(1.) THE petitioner herein seeks for issuance of a writ of certiorari to call for the entire records pertaining to the impugned order passed by the 2nd respondent in proceedings Lr. No.EE/O & M/VPD/DM/F.Agl.D1151/05, dated 16.04.2005, and to quash the same.
(2.) THE petitioner is the owner of an agricultural land to an extent of 5 acres near Seethapathi Nagar, Madhavaram, and in the said land, he has been cultivating flower plants, mango, coconut, fruit and green trees. He applied for Electricity Service Connection from the Tamil Nadu Electricity Board (TNEB) in the year 2001 for irrigating the land with the Bore-well available in the land and he was given service connection vide Consumer No.66.16-236 with consumption units chargeable under Tariff No.V. Subsequently, the petitioner applied for change of 'Tariff Head' from Tariff No.V to Tariff No.IV as applicable to Agricultural Land, by enclosing necessary documents as required by the TNEB to prove that the land in question cultivated by the petitioner is an agricultural land.

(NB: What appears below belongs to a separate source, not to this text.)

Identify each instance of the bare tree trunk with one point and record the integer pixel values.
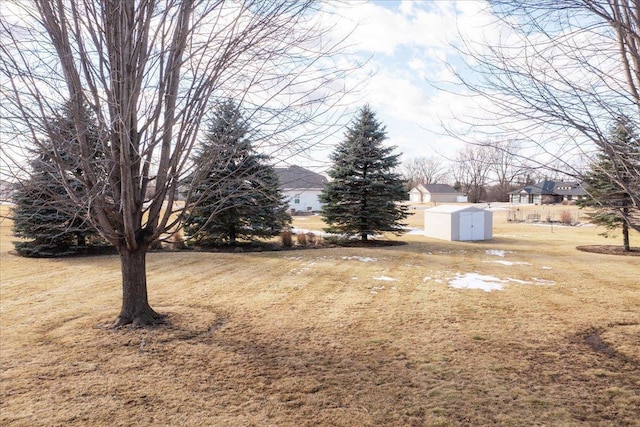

According to the petitioner, the Board, without properly appreciating his plea, confused with the tariff for Horticulture land since the Tamil Nadu Electricity Regulatory Commission (in short 'Regulatory Commission') had not defined 'Horticulture' so as to bring it under any one of the four Heads of Tariff ie., Tariff I to IV, rejected the Application by the impugned letter, dated 16.04.2005, on the ground that Horticulture is classified neither as Agriculture nor as any other category from I-A to III-B; therefore, the tariff rate applicable to Commercial Establishments under Tariff-V would apply to the Horticulture land of the petitioner. Aggrieved by the said rejection order passed by the 2nd respondent, the petitioner has come up with the present writ petition.

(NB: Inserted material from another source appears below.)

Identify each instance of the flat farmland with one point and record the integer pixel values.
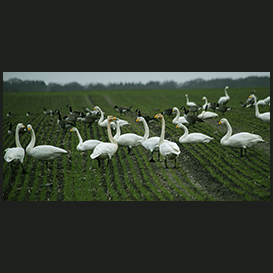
(205, 172)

(3.) CONSIDERED the rival submissions advanced by the learned counsels appearing for both sides. Initially, in the year 2001, the petitioner applied for electricity connection to operate the Pumpset installed at the Borewell for irrigating the land to raise coconut, fruit and mango trees and flower plants. Even at the time of providing connection vide consumer No.66.16-236, it was made clear that Tariff-V as in the case of Commercial Establishments would apply to the land of the petitioner. The emphatic case of the respondents is that the usage by the petitioner does not come under Tariff-1 to IV as defined by the Regulatory Commission and hence, service to the petitioner land was given under LT Tariff-V as per the terms and conditions of supply of electricity. The petitioner also, without any clamour or murmur, was paying the charges at the said Tariff Rate from the inception. While so, about four years later ie., on 31.01.2005, the petitioner had applied for change of Tariff from Tariff-V to Tariff-IV as applicable to agriculture lands and the plea came to be rejected stating that, as per the tariff order issued by the Regulatory Commission, the Horticulture land cannot be charged otherwise except under Tariff-V. Thereafter, the petitioner applied for a fresh connection under Tariff-IV in respect of the very same land and, by the impugned proceedings, the request was rejected. At this juncture, it would be of much relevance to point out that the classification orders, dated 11.08.2004 vide Memo No. CFC/GC/SE/Tf.Cell/AEE/F.Hort/D.257/2005, came to be issued after holding that Horticulture do not come under the classification of categories of LT Tariff rates-I to IV as per the tariff orders issued by the Regulatory Commission and the rates under Tariff-V was made applicable to all commercial establishments and consumers not covered under any other category from I to IV.